Due: Tue 05/03/22 11:59 PM

**Filtering:**

Write code for computing Median, Arithmetic Mean, Geometric Mean, Adaptive Local Noise reduction and Adaptive Median filters. 
The input to your program is a 2D matrix.

  - Starter code available in directory Denoise/
      - \__init__(): Will intialize the required variable for filtering (image, filter_name, filter_size). There is no need to edit this function  
  - Denoise/Filtering.py: Edit the functions 'get_median_filter', 'get_arithmetic_mean', 'get_geometric_mean', 'get_local_noise', and 'get_adaptive_mean'. you are welcome to add more function.

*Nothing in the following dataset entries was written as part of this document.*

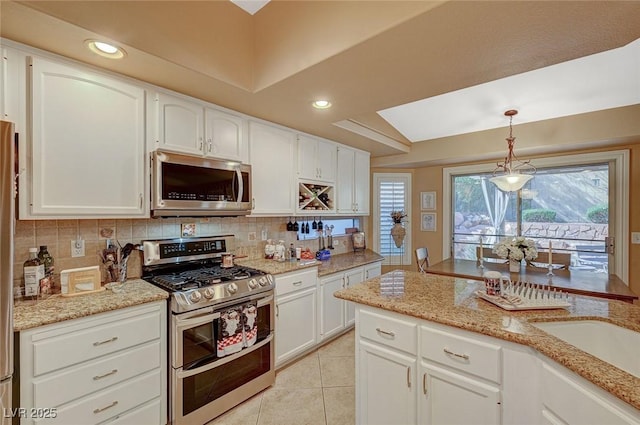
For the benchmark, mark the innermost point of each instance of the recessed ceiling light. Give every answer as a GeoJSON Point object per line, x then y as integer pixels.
{"type": "Point", "coordinates": [321, 104]}
{"type": "Point", "coordinates": [105, 49]}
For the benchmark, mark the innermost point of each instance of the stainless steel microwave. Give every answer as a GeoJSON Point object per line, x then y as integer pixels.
{"type": "Point", "coordinates": [188, 186]}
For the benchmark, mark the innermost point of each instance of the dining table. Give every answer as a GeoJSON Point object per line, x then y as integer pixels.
{"type": "Point", "coordinates": [583, 282]}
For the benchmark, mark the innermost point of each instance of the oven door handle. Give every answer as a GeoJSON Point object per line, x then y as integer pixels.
{"type": "Point", "coordinates": [181, 373]}
{"type": "Point", "coordinates": [193, 322]}
{"type": "Point", "coordinates": [240, 185]}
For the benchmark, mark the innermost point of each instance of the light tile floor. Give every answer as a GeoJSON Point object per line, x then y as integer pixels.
{"type": "Point", "coordinates": [318, 389]}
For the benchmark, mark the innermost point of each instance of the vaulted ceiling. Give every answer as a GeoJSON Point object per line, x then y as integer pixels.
{"type": "Point", "coordinates": [365, 56]}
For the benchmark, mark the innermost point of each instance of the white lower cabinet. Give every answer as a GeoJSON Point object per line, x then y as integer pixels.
{"type": "Point", "coordinates": [296, 300]}
{"type": "Point", "coordinates": [467, 378]}
{"type": "Point", "coordinates": [449, 397]}
{"type": "Point", "coordinates": [107, 368]}
{"type": "Point", "coordinates": [388, 391]}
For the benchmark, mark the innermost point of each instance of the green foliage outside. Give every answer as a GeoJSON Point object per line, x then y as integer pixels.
{"type": "Point", "coordinates": [539, 216]}
{"type": "Point", "coordinates": [598, 214]}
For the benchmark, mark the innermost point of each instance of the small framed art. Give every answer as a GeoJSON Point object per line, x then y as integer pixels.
{"type": "Point", "coordinates": [428, 222]}
{"type": "Point", "coordinates": [428, 200]}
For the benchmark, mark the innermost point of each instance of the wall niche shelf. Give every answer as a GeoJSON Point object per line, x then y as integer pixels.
{"type": "Point", "coordinates": [314, 197]}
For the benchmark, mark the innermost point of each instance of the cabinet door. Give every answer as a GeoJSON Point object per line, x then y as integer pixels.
{"type": "Point", "coordinates": [386, 384]}
{"type": "Point", "coordinates": [351, 277]}
{"type": "Point", "coordinates": [326, 161]}
{"type": "Point", "coordinates": [180, 124]}
{"type": "Point", "coordinates": [295, 324]}
{"type": "Point", "coordinates": [447, 397]}
{"type": "Point", "coordinates": [331, 308]}
{"type": "Point", "coordinates": [88, 144]}
{"type": "Point", "coordinates": [307, 158]}
{"type": "Point", "coordinates": [225, 136]}
{"type": "Point", "coordinates": [361, 182]}
{"type": "Point", "coordinates": [344, 181]}
{"type": "Point", "coordinates": [272, 157]}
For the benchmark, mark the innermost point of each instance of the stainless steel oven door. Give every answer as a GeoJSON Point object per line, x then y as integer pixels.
{"type": "Point", "coordinates": [204, 386]}
{"type": "Point", "coordinates": [193, 334]}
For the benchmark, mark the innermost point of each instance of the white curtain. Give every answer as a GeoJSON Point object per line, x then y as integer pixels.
{"type": "Point", "coordinates": [497, 211]}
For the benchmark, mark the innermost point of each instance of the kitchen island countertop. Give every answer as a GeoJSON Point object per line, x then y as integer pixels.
{"type": "Point", "coordinates": [452, 301]}
{"type": "Point", "coordinates": [56, 308]}
{"type": "Point", "coordinates": [335, 264]}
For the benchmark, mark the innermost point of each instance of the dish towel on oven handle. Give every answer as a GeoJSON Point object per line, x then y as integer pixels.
{"type": "Point", "coordinates": [230, 332]}
{"type": "Point", "coordinates": [249, 316]}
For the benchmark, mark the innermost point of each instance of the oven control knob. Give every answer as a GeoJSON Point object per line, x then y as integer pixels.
{"type": "Point", "coordinates": [195, 296]}
{"type": "Point", "coordinates": [209, 293]}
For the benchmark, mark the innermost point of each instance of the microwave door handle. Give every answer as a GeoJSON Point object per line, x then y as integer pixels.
{"type": "Point", "coordinates": [240, 185]}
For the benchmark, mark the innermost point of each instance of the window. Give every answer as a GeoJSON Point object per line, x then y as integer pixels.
{"type": "Point", "coordinates": [575, 202]}
{"type": "Point", "coordinates": [391, 193]}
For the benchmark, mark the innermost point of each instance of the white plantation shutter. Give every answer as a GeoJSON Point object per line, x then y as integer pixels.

  - For this part of the assignment, please implement your own code for all computations, do not use built-in functions, like "medianBlur", "MaxFilter", "numpy.pad" from PIL, opencv or other libraries - that directly accomplish the objective of the question. You can use any math (import math) related functions such as "prod", "pow" and "sum".

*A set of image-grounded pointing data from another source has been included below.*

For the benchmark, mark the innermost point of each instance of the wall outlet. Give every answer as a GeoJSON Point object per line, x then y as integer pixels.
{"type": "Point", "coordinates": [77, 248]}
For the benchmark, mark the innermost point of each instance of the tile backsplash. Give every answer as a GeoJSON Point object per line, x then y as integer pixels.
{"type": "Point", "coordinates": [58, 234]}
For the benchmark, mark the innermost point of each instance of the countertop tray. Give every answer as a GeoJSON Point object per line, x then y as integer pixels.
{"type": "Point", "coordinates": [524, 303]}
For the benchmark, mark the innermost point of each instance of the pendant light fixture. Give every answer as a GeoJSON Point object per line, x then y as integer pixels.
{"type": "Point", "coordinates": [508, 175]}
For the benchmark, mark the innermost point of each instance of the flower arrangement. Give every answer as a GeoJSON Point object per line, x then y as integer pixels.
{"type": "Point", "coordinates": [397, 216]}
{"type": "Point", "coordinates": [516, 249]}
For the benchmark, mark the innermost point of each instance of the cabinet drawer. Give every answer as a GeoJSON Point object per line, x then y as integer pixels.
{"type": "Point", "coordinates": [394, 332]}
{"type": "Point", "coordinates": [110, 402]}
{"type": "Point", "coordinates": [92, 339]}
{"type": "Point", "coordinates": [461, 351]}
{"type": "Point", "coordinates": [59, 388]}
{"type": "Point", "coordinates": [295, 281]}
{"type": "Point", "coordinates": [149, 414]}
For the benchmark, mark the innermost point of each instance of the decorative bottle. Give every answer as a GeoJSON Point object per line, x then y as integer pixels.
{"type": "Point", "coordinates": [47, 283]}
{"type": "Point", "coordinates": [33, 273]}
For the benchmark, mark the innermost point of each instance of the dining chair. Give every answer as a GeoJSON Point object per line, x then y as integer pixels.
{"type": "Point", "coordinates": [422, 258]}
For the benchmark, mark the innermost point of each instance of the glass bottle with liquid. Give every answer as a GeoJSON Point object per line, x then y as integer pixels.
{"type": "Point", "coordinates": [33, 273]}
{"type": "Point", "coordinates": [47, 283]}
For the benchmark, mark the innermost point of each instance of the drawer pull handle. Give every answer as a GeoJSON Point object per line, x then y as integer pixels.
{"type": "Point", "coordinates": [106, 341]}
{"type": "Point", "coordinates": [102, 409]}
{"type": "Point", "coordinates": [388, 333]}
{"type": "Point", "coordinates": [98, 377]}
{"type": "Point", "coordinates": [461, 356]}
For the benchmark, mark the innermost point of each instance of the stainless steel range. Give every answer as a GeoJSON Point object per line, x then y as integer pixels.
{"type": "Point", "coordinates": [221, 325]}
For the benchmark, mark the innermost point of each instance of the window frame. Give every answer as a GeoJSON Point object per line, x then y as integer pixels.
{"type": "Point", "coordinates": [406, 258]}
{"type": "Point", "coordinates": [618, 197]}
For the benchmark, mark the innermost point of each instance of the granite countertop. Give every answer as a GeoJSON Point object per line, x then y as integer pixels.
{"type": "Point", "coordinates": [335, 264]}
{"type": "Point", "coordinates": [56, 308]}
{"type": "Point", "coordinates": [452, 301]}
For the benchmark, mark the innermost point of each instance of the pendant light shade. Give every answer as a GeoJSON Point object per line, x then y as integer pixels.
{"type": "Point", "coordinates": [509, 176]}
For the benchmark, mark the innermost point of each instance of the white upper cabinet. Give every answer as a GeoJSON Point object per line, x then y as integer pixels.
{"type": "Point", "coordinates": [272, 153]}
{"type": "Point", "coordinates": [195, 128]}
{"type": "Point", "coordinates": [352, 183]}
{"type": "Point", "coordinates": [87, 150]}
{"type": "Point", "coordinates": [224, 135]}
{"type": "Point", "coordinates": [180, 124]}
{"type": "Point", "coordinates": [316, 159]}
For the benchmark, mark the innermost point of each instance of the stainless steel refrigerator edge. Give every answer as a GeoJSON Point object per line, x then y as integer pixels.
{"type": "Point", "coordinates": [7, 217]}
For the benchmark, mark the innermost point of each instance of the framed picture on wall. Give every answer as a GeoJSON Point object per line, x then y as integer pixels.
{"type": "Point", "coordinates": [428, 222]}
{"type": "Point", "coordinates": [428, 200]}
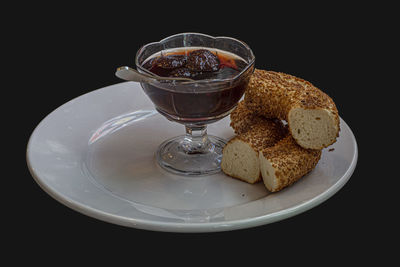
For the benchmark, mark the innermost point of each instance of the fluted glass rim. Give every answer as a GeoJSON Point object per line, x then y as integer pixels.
{"type": "Point", "coordinates": [206, 83]}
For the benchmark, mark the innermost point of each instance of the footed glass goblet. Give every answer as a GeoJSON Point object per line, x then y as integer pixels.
{"type": "Point", "coordinates": [220, 68]}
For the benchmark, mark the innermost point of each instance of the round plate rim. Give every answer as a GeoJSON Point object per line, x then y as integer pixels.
{"type": "Point", "coordinates": [194, 226]}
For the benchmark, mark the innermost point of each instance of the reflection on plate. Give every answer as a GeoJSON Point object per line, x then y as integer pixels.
{"type": "Point", "coordinates": [95, 154]}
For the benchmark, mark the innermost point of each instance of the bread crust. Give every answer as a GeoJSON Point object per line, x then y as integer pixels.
{"type": "Point", "coordinates": [274, 94]}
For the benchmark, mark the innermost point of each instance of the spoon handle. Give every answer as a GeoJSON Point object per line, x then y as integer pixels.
{"type": "Point", "coordinates": [129, 74]}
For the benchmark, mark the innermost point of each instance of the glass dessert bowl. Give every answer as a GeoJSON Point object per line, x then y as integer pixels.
{"type": "Point", "coordinates": [220, 68]}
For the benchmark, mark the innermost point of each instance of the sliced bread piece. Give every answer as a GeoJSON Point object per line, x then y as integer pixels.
{"type": "Point", "coordinates": [240, 158]}
{"type": "Point", "coordinates": [285, 163]}
{"type": "Point", "coordinates": [310, 113]}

    You can also make use python builtin functions such as "sorted" for order statistic filters.   
  
filtering(): Write your code to perform image denoising/filtering here using the previous implemented filters. The steps can be used as a guideline for filtering. All the variable have already been initialized and can be used as self.image, self.filter_name, etc. The variable self.filter is a handle to each of the five filters functions. 
  - The function return the denoised image.
  - This part of the assignment can be run using dip_hw_filter.py (there is no need to edit this file)
  - Usage: 
  
        ./dip_hw_filter.py -i Lenna.png -f arithmetic_mean -n gaussian
        python dip_hw_filter.py -i Lenna.png -f arithmetic_mean -n gaussian
        
  - Please make sure your code runs when you run the above command from prompt/terminal
  - Any output images or files must be saved to "output/" folder (dip_hw_filter.py automatically does this)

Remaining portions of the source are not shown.